Próximo Mini Cooper terá motor traseiro e visual de R50

A Mini já começou a trabalhar na próxima geração do Cooper e prepara uma mudança capaz de mexer bastante com a receita do hatch. Além de buscar inspiração nas proporções do R50 lançado em 2001, a marca estuda abandonar a tradicional tração dianteira na versão elétrica para adotar uma arquitetura com motor traseiro.

A ideia acompanha a nova estratégia elétrica da BMW e pode colocar o futuro Cooper sobre uma derivação da tecnologia Gen6 desenvolvida para os modelos feitos na Neue Klasse. A solução ainda precisa passar pelo aval definitivo da fabricante, mas já é tratada internamente como um caminho para preservar justamente uma das características mais importantes do Mini: o comportamento divertido ao volante.

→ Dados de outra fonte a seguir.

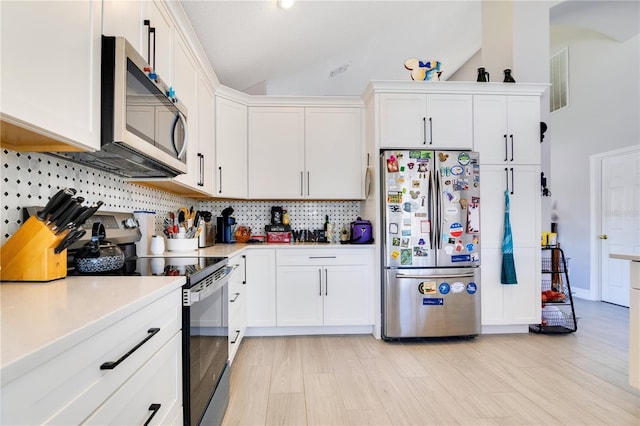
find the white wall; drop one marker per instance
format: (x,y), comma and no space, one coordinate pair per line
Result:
(603,111)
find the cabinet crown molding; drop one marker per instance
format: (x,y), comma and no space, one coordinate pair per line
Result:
(453,87)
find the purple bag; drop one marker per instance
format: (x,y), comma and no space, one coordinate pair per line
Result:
(361,232)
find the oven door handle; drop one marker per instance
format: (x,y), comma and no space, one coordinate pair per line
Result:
(189,297)
(426,277)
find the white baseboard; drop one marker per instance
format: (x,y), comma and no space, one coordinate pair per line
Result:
(505,329)
(582,293)
(308,331)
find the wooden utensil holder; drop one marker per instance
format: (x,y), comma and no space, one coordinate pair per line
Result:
(28,255)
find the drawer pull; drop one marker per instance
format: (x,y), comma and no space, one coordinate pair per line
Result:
(110,365)
(155,408)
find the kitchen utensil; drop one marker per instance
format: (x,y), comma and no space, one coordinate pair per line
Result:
(54,202)
(157,244)
(69,239)
(98,255)
(243,234)
(182,244)
(361,232)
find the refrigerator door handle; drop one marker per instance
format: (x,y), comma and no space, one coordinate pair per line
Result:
(439,207)
(425,277)
(506,148)
(432,222)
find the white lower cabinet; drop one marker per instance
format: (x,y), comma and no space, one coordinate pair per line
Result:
(322,288)
(152,396)
(237,304)
(261,287)
(509,304)
(74,386)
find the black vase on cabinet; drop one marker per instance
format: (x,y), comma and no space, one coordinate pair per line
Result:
(507,76)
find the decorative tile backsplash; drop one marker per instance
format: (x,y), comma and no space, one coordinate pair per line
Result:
(29,179)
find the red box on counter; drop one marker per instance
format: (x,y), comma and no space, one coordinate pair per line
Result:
(278,237)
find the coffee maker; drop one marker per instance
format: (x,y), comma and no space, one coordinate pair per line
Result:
(225,229)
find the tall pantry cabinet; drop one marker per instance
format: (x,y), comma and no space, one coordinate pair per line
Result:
(501,122)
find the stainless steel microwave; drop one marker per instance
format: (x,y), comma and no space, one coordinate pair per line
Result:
(143,124)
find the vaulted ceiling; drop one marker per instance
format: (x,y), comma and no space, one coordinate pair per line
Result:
(335,47)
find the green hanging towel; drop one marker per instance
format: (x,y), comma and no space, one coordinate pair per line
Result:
(508,274)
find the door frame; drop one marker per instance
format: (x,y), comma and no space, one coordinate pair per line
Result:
(595,161)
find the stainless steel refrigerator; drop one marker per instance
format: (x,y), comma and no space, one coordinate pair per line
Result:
(431,243)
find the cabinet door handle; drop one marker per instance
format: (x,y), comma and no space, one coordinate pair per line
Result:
(201,169)
(326,282)
(154,408)
(244,257)
(506,173)
(513,186)
(110,365)
(506,149)
(511,136)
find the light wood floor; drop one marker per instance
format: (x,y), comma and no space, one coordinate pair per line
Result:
(532,379)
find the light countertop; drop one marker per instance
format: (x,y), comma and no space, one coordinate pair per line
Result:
(632,257)
(38,321)
(230,250)
(58,315)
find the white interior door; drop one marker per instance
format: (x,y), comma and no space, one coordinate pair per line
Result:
(620,222)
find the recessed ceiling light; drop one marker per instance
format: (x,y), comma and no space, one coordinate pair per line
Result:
(285,4)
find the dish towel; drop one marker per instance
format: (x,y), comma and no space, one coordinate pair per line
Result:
(508,274)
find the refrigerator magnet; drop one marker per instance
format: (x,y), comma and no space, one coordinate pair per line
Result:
(420,252)
(463,158)
(392,164)
(427,287)
(457,287)
(405,257)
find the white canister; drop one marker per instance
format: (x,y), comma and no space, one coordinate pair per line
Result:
(157,244)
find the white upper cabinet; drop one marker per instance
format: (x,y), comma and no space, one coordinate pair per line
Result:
(276,152)
(305,153)
(231,149)
(186,79)
(127,19)
(42,92)
(334,153)
(507,129)
(206,138)
(426,121)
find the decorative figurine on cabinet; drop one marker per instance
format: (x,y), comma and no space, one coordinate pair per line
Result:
(427,71)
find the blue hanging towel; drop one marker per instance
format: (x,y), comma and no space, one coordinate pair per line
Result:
(508,273)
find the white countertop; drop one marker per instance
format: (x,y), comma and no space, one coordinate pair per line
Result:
(38,321)
(632,257)
(58,315)
(230,250)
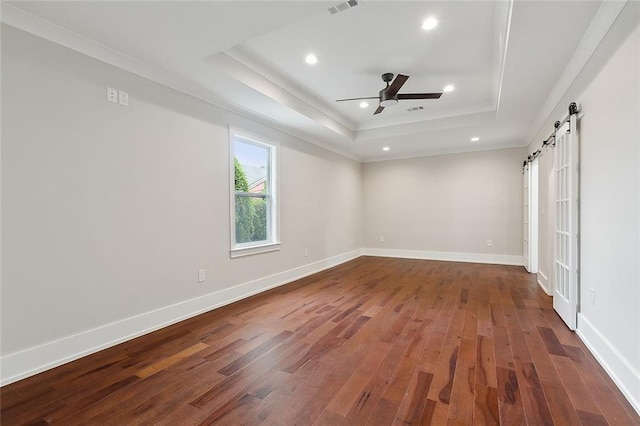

Motor vai parar na traseira

Hoje, as duas famílias do Cooper seguem caminhos técnicos diferentes. O elétrico utiliza uma plataforma de tração dianteira desenvolvida a partir da parceria chinesa da Mini, enquanto as versões a combustão continuam sobre uma evolução da arquitetura utilizada pela geração anterior.

Isso pode mudar completamente no próximo elétrico. A BMW avalia levar ao Mini parte da tecnologia Gen6 que começa a aparecer nos novos modelos Neue Klasse, como o iX3. Nessa arquitetura, o principal motor elétrico fica instalado no eixo traseiro.



BMW Série 1 (2028), a renderização do Motor1.com

BMW Série 1 (2028), a renderização do Motor1.com

Foto de: Motor1.com

Joachim Post, responsável pelo desenvolvimento da BMW, confirmou à Autocar que a possibilidade está sendo estudada. Segundo o executivo, o parâmetro para a decisão será manter o chamado “prazer ao dirigir” que historicamente faz parte da proposta da Mini.

A mudança vai bem além de simplesmente trocar quais rodas recebem a força. Com o eixo dianteiro livre da função de tracionar o carro, os engenheiros ganham outras possibilidades de acerto para direção e distribuição de massas, enquanto a bateria pode permanecer posicionada entre os eixos.

O projeto também conversa diretamente com os planos da própria BMW para seus carros menores. A fabricante prepara um futuro Série 1 elétrico, conhecido internamente como um possível i1, também com arquitetura de tração traseira. Isso indica que a Gen6 não ficará restrita aos SUVs e sedãs maiores da Neue Klasse.

Ainda assim, a solução do Cooper não recebeu sinal verde definitivo. A BMW precisa conseguir encaixar bateria, motor e sistemas eletrônicos dentro das dimensões compactas esperadas para um Mini sem tornar o projeto caro ou comprometer espaço interno e segurança.

R50 de 2001 será a inspiração

Se por baixo da carroceria a revolução será tecnológica, por fora a Mini pretende olhar mais de duas décadas para trás. O chefe de design da marca, Holger Hampf, confirmou que o R50 de 2001 será uma das principais referências para a próxima geração.

Não espere, porém, uma simples releitura retrô. Segundo Hampf, o ponto central estará nas proporções. O executivo considera essa característica “inegociável” para que o carro continue sendo reconhecido imediatamente como um Mini.

O R50 é lembrado justamente pelo conjunto formado por balanços bastante curtos, rodas próximas às extremidades, para-brisa e vidros relativamente verticais e teto bem destacado da carroceria. Faróis redondos e uma dianteira simples completavam o desenho que inaugurou a era moderna da marca já sob controle da BMW.

O que você pensa sobre isso?

A intenção é preservar esses elementos básicos enquanto o restante do carro avança. Estruturas de segurança mais complexas, sistemas de assistência ao motorista e, principalmente, uma grande bateria ocupam muito mais espaço do que os componentes encontrados no Cooper de 2001.

Hampf também quer evitar que o próximo modelo pareça uma “peça de museu”. A ideia será reinterpretar elementos conhecidos da Mini com soluções de aproveitamento de espaço e pequenos detalhes de design capazes de dar mais personalidade ao carro.